Die Vorsitzende Richterin Sandra De Falco konnte diese Version nicht so recht glauben und verwies auf Protokolle aus der Telefonüberwachung, in denen von „Geschäften in der Zukunft“ gesprochen worden sei, und dass man die Abwicklung des Geschäfts dem Angeklagten überlassen solle. „Damit habe ich meinen Geschäftspartner bei Laune halten wollen, weil ich auf das Geld aus diesem einen Geschäft angewiesen war“, erklärte der Angeklagte dazu, der nach eigenen Angaben nur einmal zum 18. Geburtstag Drogen konsumiert haben will.

„Einmaliger Ausrutscher“

Die Staatsanwältin gab sich mit dem Geständnis des 41-Jährigen zufrieden und plädierte auf eine zweijährige Bewährungsstrafe.

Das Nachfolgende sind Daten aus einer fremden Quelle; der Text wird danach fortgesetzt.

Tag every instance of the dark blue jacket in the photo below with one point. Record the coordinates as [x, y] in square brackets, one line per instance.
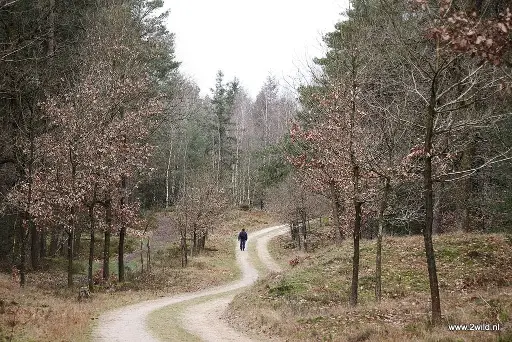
[242, 236]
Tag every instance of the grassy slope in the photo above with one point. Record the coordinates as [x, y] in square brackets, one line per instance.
[309, 302]
[46, 311]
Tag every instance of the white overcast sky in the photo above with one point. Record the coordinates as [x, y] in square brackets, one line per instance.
[250, 39]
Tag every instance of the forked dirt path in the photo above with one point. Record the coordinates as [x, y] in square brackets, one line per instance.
[203, 320]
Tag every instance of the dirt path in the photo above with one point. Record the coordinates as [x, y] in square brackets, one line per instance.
[129, 323]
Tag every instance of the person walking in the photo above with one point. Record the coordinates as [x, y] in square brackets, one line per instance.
[242, 237]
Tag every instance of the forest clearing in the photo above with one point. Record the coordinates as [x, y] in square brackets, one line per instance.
[389, 160]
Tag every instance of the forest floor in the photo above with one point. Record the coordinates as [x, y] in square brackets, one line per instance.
[308, 301]
[46, 310]
[188, 316]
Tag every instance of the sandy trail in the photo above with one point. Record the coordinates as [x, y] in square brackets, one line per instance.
[129, 323]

Die Tat liege elf Jahre zurück. Zudem habe nie die Gefahr bestanden, dass die 3,5 Kilogramm Marihuana in den Verkehr kommen, da die Polizei die Übergabe der Drogen nach der Telefonüberwachung observiert hatte und die Beteiligten festgenommen hatte. Auch der Verteidiger des Angeklagten warb für eine Bewährungsstrafe, da sich der 41-Jährige einen „einmaligen Ausrutscher“ geleistet hätte.

Das Schöffengericht verurteilte den zweifachen Familienvater jedoch zu einer zweieinhalbjährigen Gefängnisstrafe ohne Bewährung. „Die Telefonprotokolle legen nahe, dass es sich nicht um ein einmaliges Geschäft gehandelt hat“, meinte Richterin De Falco. Zudem sei es wenig glaubhaft, dass ein angeblicher Hassan bei einem Erstgeschäft gleich 3,5 Kilogramm Marihuana bereitstellen würde. Für den Angeklagten spreche zwar sein Geständnis, allerdings habe er auch nur die Dinge zugegeben, die sich auch aus den Telefonprotokollen ergeben hätten.